Dark Chocolate Truffles

Dark Chocolate Truffles (Vegan, Delicious)

I’m not really one for celebrating Valentine’s Day. I am, however, one for celebrating chocolate. And, in my book, any reason to make truffles is a good reason. I wanted something decadent and amazing, that has the smooth meltiness of a good truffle, minus the heavy whipping cream.  The best part about these? They taste amazing. The second best part? They are super easy to make. So go buy your favorite dark chocolate, it is time to share the love.

dark chocolate truffles

Ingredients

  • 1 cup minus 1 tbsp full fat canned coconut milk (I like Native Forest best)
  • 300g dark chocolate, chopped (I used a combination of 85%, 72%, and 69% dark chocolate)
  • 2 tbsp coconut oil, melted
  • 1/4 tsp sea salt
  • 1 tsp vanilla extract
  • 2 tsp Grand Marnier, optional but encouraged
  • raw cacao powder and extra fine shredded coconut, for rolling

Directions

  1. Make the ganache.
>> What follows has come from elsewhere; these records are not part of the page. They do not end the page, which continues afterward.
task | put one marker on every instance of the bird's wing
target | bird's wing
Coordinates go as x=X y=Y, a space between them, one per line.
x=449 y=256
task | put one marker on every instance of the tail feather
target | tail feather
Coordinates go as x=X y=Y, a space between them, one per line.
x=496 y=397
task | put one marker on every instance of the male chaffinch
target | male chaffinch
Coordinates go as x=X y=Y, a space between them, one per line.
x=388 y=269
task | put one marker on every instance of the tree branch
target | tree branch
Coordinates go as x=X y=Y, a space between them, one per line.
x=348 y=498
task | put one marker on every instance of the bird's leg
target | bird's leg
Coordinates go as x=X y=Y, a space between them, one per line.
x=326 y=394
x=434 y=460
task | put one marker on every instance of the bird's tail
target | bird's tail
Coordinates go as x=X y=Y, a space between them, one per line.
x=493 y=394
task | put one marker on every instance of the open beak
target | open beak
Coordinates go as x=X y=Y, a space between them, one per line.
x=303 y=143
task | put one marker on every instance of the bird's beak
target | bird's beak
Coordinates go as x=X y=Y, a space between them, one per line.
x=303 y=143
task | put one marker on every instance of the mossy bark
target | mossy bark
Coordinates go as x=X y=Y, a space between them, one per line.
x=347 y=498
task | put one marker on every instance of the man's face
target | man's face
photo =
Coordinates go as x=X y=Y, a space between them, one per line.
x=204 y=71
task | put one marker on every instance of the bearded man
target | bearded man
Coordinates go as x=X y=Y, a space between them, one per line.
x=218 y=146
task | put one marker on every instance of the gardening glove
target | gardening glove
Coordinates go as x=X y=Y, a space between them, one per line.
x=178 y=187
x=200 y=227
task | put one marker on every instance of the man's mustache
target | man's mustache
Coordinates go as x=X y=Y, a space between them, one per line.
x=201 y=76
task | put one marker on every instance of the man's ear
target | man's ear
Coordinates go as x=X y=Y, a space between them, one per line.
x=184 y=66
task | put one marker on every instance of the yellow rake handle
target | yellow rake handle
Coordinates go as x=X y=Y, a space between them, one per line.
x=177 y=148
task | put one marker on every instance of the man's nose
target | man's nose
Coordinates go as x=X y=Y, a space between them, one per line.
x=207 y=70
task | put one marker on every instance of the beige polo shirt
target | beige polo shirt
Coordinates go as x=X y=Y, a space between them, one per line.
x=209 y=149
Bring coconut milk to a boil.
  2.  Meanwhile, in medium sized bowl combine chocolate, sea salt, vanilla, Grand Marnier. Melt your coconut oil.
  3. Pour coconut milk into the bowl, add coconut oil, and whisk until chocolate is totally melted. Need more hot liquid to get all the chocolate melted? Don’t fret. Add a tsp of boiling water.
  4. Cover bowl with plastic wrap and chill in the fridge for 3-8 hours, or overnight.
  5. Form the truffles. Now this is the fun part. Your hands are about to get really messy. Set up your work station: fill 2 small bowls with a tbsp of coconut and raw cacao. Cover a baking sheet with parchment or foil. Remove ganache from fridge.
  6. Using a melon baller or teaspoon scoop out small amount of ganache and form into small balls. Since the ganache will be quite hard you will need to pinch it to make the rough shape of a circle, and then roll it between your hands to smooth it out. In the process, your hands will become covered with melted chocolate, you poor thing. You’ll have to lick some of it off. To prevent the melting situation from getting too extreme, you can run your hands under cold water every ten truffles or so to cool your hands off. Just make sure you dry them completely before forming more truffles.
  7. Coating the truffles. You can use whatever you’d like to coat the truffle. I like the raw cacao on some, and extra fine shredded coconut on others. Crushed walnuts, almonds, or pecans would also be fabulous. If you want to go all superfoodie on me, you can roll them in goji powder. Instead of rolling the truffles in the bowls of coating, I usually place a pinch or two of coating in my hands and then roll the truffles between my palms. That seems to work best.
  8. Devour.

 

These are best kept refrigerated and then brought out to room temperature about ten minutes before serving. They will keep, covered, in the fridge for about 5 days, but they won’t last that long.

This recipe makes about 30 medium truffles. I highly recommend doubling the recipe so you can share the chocolatey love with friends, family, and co-workers, because we all know the true meaning of Valentine’s Day is chocolate.

Note: Best served with wine, but you knew that.